AI Stress: Humans Facing the Tech Tension

The impending wave of artificial intelligence (AI) causing job anxiety is taking a toll on mental health

AI Stress: Humans Facing the Tech Tension

Having worked as a software developer at a prominent tech company in San Francisco for six years, Liam, who is 34 years old, has derived satisfaction from his role and enjoys a substantial salary. Nevertheless, over the last six months, Liam has begun experiencing a sense of unease regarding the direction his career is taking. The cause of his apprehension stems from the incremental displacement of his position by artificial intelligence.

 

For some people, generative AI tools feel as if they’ve come on fast and furious. OpenAI’s ChatGPT broke out seemingly overnight, and the “AI arms race” is ramping up more every day, creating continuing uncertainty for workers.

 

Despite the unsettling nature of the new technology, it is suggested that workers need not succumb to existential dread. Individuals possess the ability to determine the extent of their concerns: they can opt to either "experience anxiety regarding AI or feel empowered by learning about it and leveraging it to their benefit."

 

The impending surge of artificial intelligence (AI) heading toward numerous professions has instilled profound anxiety among workers who are concerned about the potential erosion of their jobs.

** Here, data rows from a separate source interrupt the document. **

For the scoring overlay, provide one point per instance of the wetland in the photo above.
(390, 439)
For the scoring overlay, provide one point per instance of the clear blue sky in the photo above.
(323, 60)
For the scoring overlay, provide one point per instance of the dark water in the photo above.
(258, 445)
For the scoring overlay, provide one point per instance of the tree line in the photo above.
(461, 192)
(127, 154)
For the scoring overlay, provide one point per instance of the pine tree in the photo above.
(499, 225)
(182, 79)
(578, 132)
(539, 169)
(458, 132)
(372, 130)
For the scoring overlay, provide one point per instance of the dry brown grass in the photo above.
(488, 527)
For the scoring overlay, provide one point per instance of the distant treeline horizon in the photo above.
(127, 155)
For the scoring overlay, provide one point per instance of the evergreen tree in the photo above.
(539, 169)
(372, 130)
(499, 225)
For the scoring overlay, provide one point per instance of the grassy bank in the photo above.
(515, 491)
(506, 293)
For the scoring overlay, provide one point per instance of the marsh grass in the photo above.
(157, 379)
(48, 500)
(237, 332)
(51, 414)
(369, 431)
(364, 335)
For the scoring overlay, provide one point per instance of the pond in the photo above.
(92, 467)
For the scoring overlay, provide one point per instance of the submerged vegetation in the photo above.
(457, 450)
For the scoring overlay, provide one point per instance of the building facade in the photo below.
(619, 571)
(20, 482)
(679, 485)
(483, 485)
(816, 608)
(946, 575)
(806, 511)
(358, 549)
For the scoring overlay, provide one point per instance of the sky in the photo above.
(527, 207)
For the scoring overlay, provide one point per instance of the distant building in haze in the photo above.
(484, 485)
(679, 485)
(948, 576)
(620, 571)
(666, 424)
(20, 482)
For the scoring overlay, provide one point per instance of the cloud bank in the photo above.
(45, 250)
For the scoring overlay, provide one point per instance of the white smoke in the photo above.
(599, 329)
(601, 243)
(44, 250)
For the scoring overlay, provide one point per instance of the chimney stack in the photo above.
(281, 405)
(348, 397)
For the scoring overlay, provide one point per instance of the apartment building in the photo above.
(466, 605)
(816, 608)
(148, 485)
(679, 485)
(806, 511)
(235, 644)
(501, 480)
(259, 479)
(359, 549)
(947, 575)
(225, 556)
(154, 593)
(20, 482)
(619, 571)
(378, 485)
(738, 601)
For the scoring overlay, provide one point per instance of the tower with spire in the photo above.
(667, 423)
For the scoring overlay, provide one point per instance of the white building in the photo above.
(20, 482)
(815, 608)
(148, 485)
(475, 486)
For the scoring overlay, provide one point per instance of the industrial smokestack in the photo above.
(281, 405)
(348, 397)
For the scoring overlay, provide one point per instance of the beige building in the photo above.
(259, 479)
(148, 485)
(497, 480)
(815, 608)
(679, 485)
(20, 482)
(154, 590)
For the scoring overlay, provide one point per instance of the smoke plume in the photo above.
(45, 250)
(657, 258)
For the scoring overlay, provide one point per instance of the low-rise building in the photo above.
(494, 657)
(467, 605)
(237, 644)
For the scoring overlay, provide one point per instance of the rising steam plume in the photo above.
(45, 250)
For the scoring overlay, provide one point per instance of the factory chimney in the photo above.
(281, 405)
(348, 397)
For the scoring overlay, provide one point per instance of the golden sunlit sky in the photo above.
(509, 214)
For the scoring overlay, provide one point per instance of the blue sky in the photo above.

This has led to a growing impact on mental health.

 

While the majority of individuals do not experience this type of anxiety, those predisposed to anxious tendencies have effectively cultivated a fear of technology and machines, which manifests in intricate ways. For example, an initial observation might suggest that heightened concerns about privacy have no direct connection to the apprehension of sentient machines. However, I contend that both stem from the same source of anxiety in a select few, seeking expression through various seemingly unrelated concerns.

 

In conclusion, our study acknowledges limitations that should be considered in interpreting the findings. The AI anxiety model outlined does not encompass cultural factors, and the data collected from individuals in China may not necessarily apply to populations in other countries. To ensure the broader validity and reliability of the model, a cross-national survey is recommended to explore the theoretical stability of AI anxiety acquisition. Recognizing these limitations is crucial for refining future research efforts and gaining a more comprehensive understanding of the global implications of AI anxiety.